Scope atau ruang lingkup adalah serangkaian IP yang ditujukan dari tempat server DHCP menetapkan alamat IP secara dinamis ke perangkat yang berbeda yang masuk ke jaringan.

Contoh:
Jika server DHCP (Dynamic Host Configuration Protocol) memiliki cakupan alamat IP pribadi dari 192.168.1.100 sampai 192.168.1.200, maka hanya dapat menampung maksimal 100 perangkat sekaligus, dan sebuah alamat IP ditugaskan untuk memberi identitas secara dinamis ke perangkat baru yang masuk ke jaringan.

Reservasi atau Pemesanan

Dalam jaringan, ada kemungkinan juga bahwa perangkat jaringan tidak dapat diberi alamat IP dinamis. Misalnya, alamat IP dari gateway default tidak dapat diubah. Itu sebabnya konsep reservasi digunakan di DHCP. Dengan menggunakan pemesanan, kita dapat memberitahu server DHCP untuk memesan beberapa alamat IP dan tidak menggunakannya dalam penetapan dinamis

Sewa

Sewa adalah proses menetapkan alamat IP ke klien baru dalam jaringan untuk jangka waktu tertentu. Setelah waktu sewa tersebut berakhir, perangkat tersebut meminta alamat IP lain atau alamat IP yang sama untuk dialokasikan kepadanya.


Cara Kerja DCHP


Jika ada klien baru ingin menjadi bagian dalam suatu jaringan, maka dia harus melalui beberapa prosedur, berikut prosedur-prosedur yang harus dilalui:

Menemukan DCHP

Saat klien baru mencoba bergabung dengan jaringan, dia sama sekali tidak memiliki informasi tentang jaringan. Jadi untuk mendapatkan informasi lebih lanjut, klien akan membroadcast paket DHCP Discover ke dalam jaringan. Paket ini diterima oleh masing-masing node dalam jaringan.

Alamat sumber dalam paket DHCP Discover akan menjadi 0.0.0.0 karena klien baru masih belum mengetahui alamat IP-nya. Namun, klien akan mengirimkan alamat MAC-nya di paket DHCP Discover.

Penawaran DHCP

Ada kemungkinan terdapat lebih dari satu server DHCP di jaringan. Ketika semua server menerima paket DHCP Discover, mereka tahu bahwa ada perangkat baru ingin bergabung dengan jaringan.

Dengan begitu maka semua server DHCP akan membalas dengan mengirimkan paket penawaran DHCP. Paket ini berisi alamat IP yang ditawarkan oleh server DHCP. Setelah menerima paket penawaran DHCP, maka terserah perangkat baru tersebut memilih menerima penawaran yang mana.
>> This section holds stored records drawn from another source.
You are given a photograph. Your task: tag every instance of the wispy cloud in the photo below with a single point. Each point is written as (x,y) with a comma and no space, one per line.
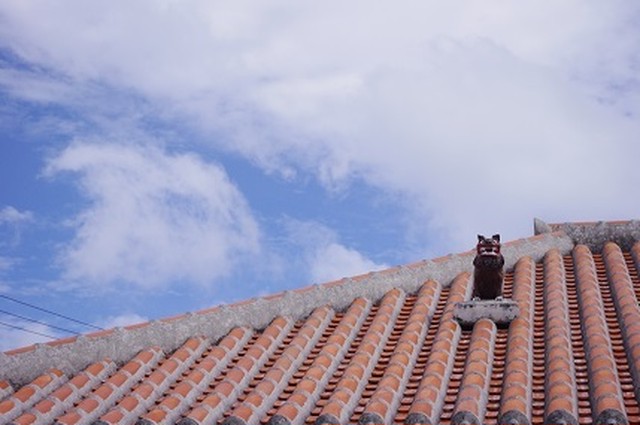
(324,256)
(481,116)
(21,333)
(152,218)
(122,320)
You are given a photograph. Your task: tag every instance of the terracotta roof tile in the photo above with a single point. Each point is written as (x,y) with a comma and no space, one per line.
(571,356)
Paket penawaran DHCP (Dynamic Host Configuration Protocol) berisi data yang antaranya adalah:


  • Alamat MAC klien
  • Alamat IP yang ditawarkan
  • Subnet mask dari jaringan
  • Durasi sewa
  • Alamat IP server yang membuat penawaran


Permintaan DHCP

Setelah menerima beberapa pesan DHCP dari berbagai server DHCP, klien baru akan memilih satu penawaran server DHCP, dan akan memberitahukan server DHCP dengan cara broadcast menggunakan pesan permintaan DHCP. Ini karena semua server DHCP juga harus tahu bahwa klien baru telah menerima tawaran dari server. Sehingga, yang lain tidak akan ikut terhubung.

DHCP ACK

Setelah menerima paket permintaan DHCP, server mengirimkan informasi ACK dengan menggunakan paket DHCP ACK. Server juga memastikan bahwa alamat IP yang dialokasikan ke perangkat baru tidak dialokasikan ke klien lain di satu jaringan.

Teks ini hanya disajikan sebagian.